Accounting Definition for Weighted-Average Common Shares Outstanding


Businesses and investors often consider the number of shares of common stock outstanding when evaluating a company. As the number of common shares outstanding increases, more investors will participate in company activities. These activities include voting on major company decisions and sharing dividend payments. Financial statement users use the weighted average number of shares of common stock outstanding to calculate the earnings per share, and this provides information about the company’s profitability.

Common Stock

Each share of common stock represents partial ownership in the business. Investors purchase common stock with anticipation of earning money on the investment. They earn money by selling the stock after it grows in value or by receiving regular income through dividend payments. If a company liquidates, the common stockholders divide all remaining assets after all company obligations are met. Common stockholders also receive the right to vote on major company decisions, such as potential mergers.

Outstanding Shares

The number of outstanding shares refers to the total shares currently owned by stockholders. The company receives authorization from the Securities and Exchange Commission to issue a specified number of shares. Most companies only issue a limited amount of these shares at one time. After the company issues the shares to investors, those shares become outstanding. Occasionally a company purchases its own shares off the open market. These shares are called treasury stock and are removed from the total number of outstanding shares.

Weighted Average

A weighted average considers the length of time each share is outstanding and calculates an average based on the timing. For example, if the company issues 10,000 shares on January 1 and an additional 5,000 shares on July 1, the company has a total of 15,000 shares outstanding on December 31. The weighted average considers that 10,000 shares were outstanding the entire year and 5,000 were only outstanding for half of the year.
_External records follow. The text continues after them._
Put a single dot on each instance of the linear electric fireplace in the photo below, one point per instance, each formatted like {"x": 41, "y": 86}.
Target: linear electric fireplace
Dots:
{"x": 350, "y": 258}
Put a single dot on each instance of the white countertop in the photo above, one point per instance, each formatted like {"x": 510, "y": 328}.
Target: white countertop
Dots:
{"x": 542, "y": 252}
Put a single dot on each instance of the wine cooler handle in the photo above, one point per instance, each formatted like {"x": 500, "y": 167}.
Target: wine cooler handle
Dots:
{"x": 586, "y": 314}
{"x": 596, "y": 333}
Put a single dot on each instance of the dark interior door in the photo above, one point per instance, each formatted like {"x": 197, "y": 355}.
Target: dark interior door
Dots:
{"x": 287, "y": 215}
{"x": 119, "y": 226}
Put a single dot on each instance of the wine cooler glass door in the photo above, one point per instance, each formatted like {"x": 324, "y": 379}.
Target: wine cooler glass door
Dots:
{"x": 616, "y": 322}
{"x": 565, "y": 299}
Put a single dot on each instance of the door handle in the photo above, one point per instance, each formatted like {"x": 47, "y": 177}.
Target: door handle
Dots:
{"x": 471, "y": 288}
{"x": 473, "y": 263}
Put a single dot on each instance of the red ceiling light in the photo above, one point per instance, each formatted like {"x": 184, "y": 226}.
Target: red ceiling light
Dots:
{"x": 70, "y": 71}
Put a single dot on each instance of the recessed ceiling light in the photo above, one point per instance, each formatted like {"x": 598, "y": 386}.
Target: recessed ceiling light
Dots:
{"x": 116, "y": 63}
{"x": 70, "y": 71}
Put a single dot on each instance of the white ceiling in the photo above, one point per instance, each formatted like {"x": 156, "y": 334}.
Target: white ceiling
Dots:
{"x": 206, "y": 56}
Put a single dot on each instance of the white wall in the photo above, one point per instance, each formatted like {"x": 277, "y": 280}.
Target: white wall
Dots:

To calculate the weighted average, the company multiplies each issuance by the number of months outstanding and totals these amounts. The total is divided by the total number of months. In this example, the company would multiply 10,000 by 12 months to arrive at 120,000. The company would multiply 5,000 by six months to arrive at 30,000. The total of these two calculations equals 150,000. The company divides 150,000 by 12 months to arrive at a weighted average number of common stock outstanding of 12,500.

Earnings Per Share

Earnings per share considers the money earned by the company throughout the year on a per-share basis. The financial statement user calculates the earnings per share by dividing the net income by the weighted average number of common shares outstanding.